Bust Up the Banks; 'Banking Should Be Boring,' Says Elizabeth Warren
July 12, 2013 - 9:23 AM
(CNSNews.com) - Sen. Elizabeth Warren (D-Mass.), alarmed that big banks are getting bigger, says she has a plan to bust them apart.
To prevent another financial crisis, Warren wants to revive portions of the Banking Act of 1933, dubbed Glass-Steagall, a law passed after the Great Depression to separate commercial banking from investment banking. "Banking should be boring," she told MSNBC's "Morning Joe" on Friday.
In 1933, "We separated what's called commercial banking -- that's your checking account, the savings account, the part that has FDIC insurance -- from all of the risk taking activities, you know, the gambling that takes place on Wall Street. And we built a big wall between those two, and it worked for nearly 50 years," Warren said.
"But the banks wanted the profits you get from the high-risk gambling.

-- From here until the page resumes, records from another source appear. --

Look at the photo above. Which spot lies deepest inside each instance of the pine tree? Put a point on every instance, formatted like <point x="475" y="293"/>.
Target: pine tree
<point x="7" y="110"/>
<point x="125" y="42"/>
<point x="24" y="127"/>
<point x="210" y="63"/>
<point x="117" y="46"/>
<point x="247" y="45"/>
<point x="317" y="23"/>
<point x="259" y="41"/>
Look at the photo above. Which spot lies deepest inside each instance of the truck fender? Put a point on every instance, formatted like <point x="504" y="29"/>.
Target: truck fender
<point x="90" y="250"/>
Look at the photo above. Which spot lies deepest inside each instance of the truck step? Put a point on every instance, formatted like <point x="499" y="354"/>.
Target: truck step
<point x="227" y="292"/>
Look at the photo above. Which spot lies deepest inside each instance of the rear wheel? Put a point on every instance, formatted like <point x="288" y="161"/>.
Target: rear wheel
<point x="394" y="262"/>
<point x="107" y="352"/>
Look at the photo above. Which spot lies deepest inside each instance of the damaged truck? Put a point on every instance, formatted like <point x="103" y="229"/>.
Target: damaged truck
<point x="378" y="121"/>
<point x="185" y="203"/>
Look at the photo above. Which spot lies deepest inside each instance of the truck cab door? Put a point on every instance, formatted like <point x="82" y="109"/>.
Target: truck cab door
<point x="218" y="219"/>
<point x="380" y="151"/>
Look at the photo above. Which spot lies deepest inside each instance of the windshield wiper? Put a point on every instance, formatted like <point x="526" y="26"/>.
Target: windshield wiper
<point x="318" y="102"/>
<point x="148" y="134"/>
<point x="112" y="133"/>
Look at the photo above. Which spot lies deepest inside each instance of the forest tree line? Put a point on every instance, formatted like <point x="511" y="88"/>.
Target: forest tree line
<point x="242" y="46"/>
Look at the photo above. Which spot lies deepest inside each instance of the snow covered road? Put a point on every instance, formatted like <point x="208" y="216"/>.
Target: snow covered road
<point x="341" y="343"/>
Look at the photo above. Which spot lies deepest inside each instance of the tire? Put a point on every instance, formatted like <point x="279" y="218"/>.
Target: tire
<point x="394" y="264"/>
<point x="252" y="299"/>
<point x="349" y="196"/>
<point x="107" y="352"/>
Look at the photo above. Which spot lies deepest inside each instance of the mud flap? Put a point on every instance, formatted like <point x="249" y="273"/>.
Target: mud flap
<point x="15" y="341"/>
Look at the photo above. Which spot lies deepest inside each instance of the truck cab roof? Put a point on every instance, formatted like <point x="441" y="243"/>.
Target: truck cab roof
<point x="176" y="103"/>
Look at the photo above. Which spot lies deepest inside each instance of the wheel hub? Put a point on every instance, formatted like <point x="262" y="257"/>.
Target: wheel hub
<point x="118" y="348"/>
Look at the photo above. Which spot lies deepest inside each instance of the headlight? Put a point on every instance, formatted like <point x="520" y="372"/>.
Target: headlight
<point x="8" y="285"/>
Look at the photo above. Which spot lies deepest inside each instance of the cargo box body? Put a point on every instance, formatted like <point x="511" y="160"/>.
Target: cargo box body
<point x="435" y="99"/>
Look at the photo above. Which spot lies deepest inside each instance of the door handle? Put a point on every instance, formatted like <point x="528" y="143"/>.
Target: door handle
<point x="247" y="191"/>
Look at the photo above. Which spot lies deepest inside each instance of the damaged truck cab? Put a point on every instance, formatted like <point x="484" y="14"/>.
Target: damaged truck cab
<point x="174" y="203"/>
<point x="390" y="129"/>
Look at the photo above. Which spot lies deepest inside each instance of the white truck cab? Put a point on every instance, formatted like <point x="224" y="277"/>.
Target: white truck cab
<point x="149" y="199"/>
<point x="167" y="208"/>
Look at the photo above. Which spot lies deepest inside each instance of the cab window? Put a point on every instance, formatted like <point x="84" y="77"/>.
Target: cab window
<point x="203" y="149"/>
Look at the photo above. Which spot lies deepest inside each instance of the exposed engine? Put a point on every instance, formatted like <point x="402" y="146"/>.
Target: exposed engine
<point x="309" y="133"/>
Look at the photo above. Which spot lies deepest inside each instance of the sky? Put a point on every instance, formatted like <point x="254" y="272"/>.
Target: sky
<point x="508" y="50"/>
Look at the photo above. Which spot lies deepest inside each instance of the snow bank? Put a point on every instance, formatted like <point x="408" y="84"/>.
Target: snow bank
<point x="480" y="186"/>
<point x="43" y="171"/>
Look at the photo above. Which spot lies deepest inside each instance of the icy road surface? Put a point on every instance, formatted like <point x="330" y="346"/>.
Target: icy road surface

And the high-risk (gamblers) wanted access to the money in those checking accounts and those deposit accounts. And so they kept hammering on Washington -- 'Come on, change it, change it, change it.' The regulators started opening up loopholes in that Act and then finally in 1999, Congress just got rid of what was left of the old Glass-Steagall law. So we get the crisis in 2008."
According to the commission created by Congress to examine the causes of the 2008 financial crisis, "it was the collapse of the housing bubble -- fueled by
low interest rates, easy and available credit, scant regulation, and toxic mortgages...that ignited a string of events, which led to a full-blown crisis in the fall of 2008."
The report notes that plenty of warning signs were ignored or discounted before the failure of Lehman Brothers caused credit markets to seize up and the stock market to fall, plunging the economy into recession. But "little meaningful action was taken to quell the threats in a timely manner," the report concluded.
Warren said her effort to pass a 21st century Glass-Steagall Act has the support of Sens. John McCain (R-Ariz.), Maria Cantwell (D-Wash), and Angus King (I-Maine).
The basic principle, she said: "If you want to take risks, do it on Wall Street, do it somewhere else without deposit money that's insured by the federal government.
Banking should be boring," she said.
Dodd-Frank is 'not enough'
Why didn't the separation of commercial and investment banking happen in the Dodd-Frank Wall Street Reform and Consumer Protection Act? Warren was asked.
The senator hinted at incrementalism: "Remember, when we adopted Dodd-Frank in 2010, there were a whole lot of moving parts. And there were people who said, 'Look, we're putting a lot of new restrictions in place on the financial institutions, let's get started, let's get these underway.'
Warren, noting that biggest four financial institutions are 30 percent bigger now than they were in 2008, said "we have tried some pieces that have wound some of the risk out of the system...It's just that now we need to do some more. Because it's not enough."